The market's rattling investors these days, and with recessionary fears growing, it's easy to see why hundreds of stocks are hitting fresh lows. There were 566 stocks on the major stateside stock exchanges tapping 52-week lows last week, and some of the names might surprise you.
Glu Mobile (NASDAQ:GLUU), Texas Roadhouse (NASDAQ:TXRH), and Interface (NASDAQ:TILE) are trading at their lowest levels in more than a year, but it wasn't that long ago that they were hot investments. Let's go over the rise and fall of these three stocks.
Mobile gamers can be fickle, but it always seems as if Glu Mobile finds a way to hold a hot hand. A few years ago -- when Kim Kardashian: Hollywood was peaking -- Glu managed to draw a large audience for Covet Fashion before scoring an even bigger hit with interior decorating simulator Design Home. Things feel different lately.
Glu Mobile stock was rocked earlier this month after hosing down its full-year guidance. It now sees $406 million to $410 million in bookings for all of 2019, well below the $445 million to $455 million it was targeting just three months ago. The same stock that wowed investors after soaring 88% in 2017 before going on to surge 122% in 2018 has now shed nearly half of its value in 2019. Those fickle casual gamers can be cruel.
There are a handful of restaurant stocks hitting new highs, but Texas Roadhouse isn't one of them. The casual-dining steakhouse chain is still growing, and unit-level comps remain positive. However, cost controls are eating into the chain's bottom line. Texas Roadhouse has beaten Wall Street's profit targets just once over the past four quarters.

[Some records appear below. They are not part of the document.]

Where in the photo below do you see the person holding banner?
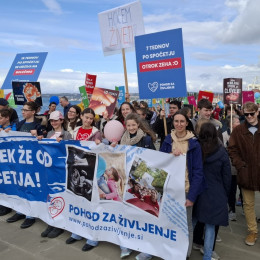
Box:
[0,98,19,124]
[41,111,72,238]
[160,110,205,258]
[72,108,102,143]
[60,96,71,116]
[228,102,260,246]
[64,105,82,135]
[66,108,102,251]
[0,108,16,216]
[120,113,156,260]
[6,101,44,228]
[193,121,231,260]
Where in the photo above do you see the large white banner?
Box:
[98,1,145,55]
[0,134,188,259]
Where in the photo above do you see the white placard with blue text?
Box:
[135,29,187,99]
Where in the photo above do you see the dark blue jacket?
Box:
[193,145,231,226]
[16,118,45,135]
[160,135,205,202]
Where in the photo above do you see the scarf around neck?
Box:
[120,128,145,145]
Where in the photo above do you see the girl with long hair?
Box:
[120,113,156,260]
[160,110,204,258]
[193,122,231,260]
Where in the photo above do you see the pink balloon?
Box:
[104,120,125,142]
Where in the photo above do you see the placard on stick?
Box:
[12,81,42,106]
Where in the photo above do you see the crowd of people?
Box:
[0,97,260,260]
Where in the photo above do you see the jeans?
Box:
[203,224,215,260]
[242,188,258,233]
[228,175,237,213]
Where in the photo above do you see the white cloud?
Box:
[42,0,62,14]
[60,69,74,73]
[218,0,260,44]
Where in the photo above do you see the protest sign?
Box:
[89,87,119,118]
[12,81,42,106]
[242,91,255,104]
[187,96,197,107]
[79,86,89,108]
[198,91,214,103]
[2,52,48,89]
[0,133,188,260]
[135,29,187,99]
[223,78,242,105]
[85,73,97,94]
[115,86,125,106]
[98,1,145,55]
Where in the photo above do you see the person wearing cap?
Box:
[228,102,260,246]
[60,96,72,116]
[41,111,72,238]
[0,98,19,125]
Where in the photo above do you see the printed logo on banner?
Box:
[148,82,158,92]
[135,29,187,99]
[49,197,65,218]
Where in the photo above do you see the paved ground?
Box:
[0,193,260,260]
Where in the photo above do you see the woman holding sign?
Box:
[160,110,204,257]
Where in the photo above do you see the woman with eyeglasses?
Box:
[64,105,82,135]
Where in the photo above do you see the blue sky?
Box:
[0,0,260,93]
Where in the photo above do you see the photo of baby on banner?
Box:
[124,157,168,217]
[97,153,126,201]
[66,146,96,201]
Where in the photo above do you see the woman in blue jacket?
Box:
[160,110,204,258]
[193,122,231,260]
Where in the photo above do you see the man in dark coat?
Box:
[228,102,260,246]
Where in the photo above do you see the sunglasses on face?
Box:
[244,112,255,117]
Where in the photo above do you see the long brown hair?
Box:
[125,113,156,142]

Many eateries are cashing in on the booming apps that make it easy for third-party platforms to deliver restaurant takeout orders. This could -- and should -- be a way for the industry to drum up incremental sales, but Texas Roadhouse is in the market's doghouse. If there's a silver lining here, it's that the eatery's yield is up to nearly 2.5% now given the falling stock price.

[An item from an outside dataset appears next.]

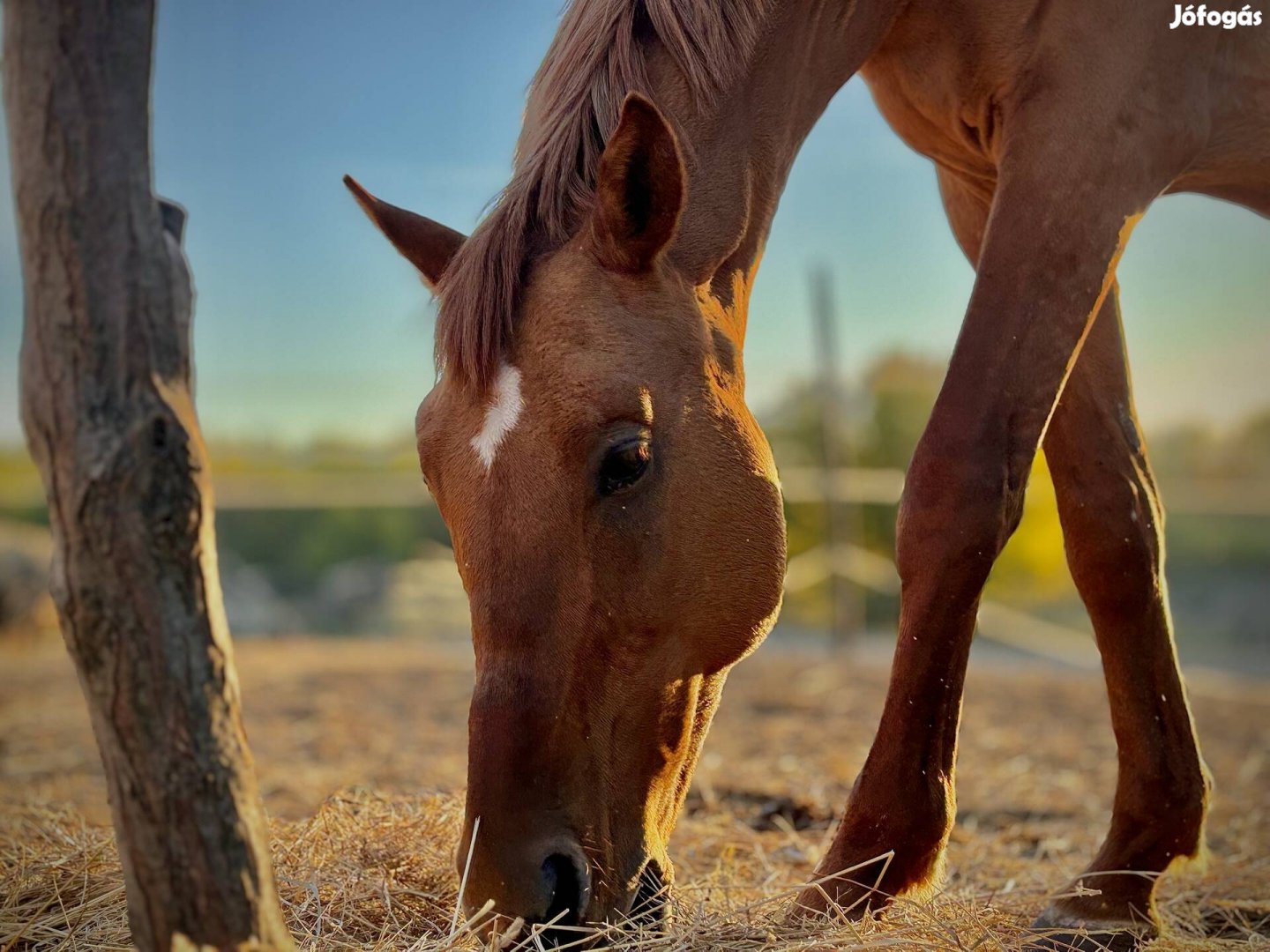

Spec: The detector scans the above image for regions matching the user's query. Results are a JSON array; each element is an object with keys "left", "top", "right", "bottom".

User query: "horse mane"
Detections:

With unemployment levels near historic lows, you would think that there wouldn't be a better time than now to be a leader in modular carpeting. Interface sells carpet tile that can be quickly pieced together, a popular flooring for offices and other commercial settings. A recent acquisition of a rubber flooring specialist gives it a foot in the door of hospitals, schools, and other institutions that require more durable solutions.

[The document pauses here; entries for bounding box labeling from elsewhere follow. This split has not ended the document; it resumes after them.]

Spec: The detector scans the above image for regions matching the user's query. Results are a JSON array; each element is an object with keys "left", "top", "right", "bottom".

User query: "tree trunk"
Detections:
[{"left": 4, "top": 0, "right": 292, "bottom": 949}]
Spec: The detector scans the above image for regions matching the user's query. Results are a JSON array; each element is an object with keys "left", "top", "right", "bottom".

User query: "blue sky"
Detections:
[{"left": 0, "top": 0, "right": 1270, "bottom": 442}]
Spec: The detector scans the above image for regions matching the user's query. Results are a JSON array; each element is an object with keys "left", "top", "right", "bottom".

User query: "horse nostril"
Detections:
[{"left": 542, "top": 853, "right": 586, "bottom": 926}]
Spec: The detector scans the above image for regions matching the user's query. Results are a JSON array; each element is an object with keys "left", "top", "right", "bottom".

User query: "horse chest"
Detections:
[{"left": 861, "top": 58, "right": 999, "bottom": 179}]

The acquisition is padding reported growth, but Interface still disappointed investors with organic growth slowing to a 2% clip in its latest report. With trade war concerns bubbling up recessionary fears, it's also easy to see why investors aren't getting excited about a flooring company that wasn't growing so well organically even when the economy was humming along. The stock hit a seven-year low last week, and now it's a matter of trying to find a floor for a flooring stock.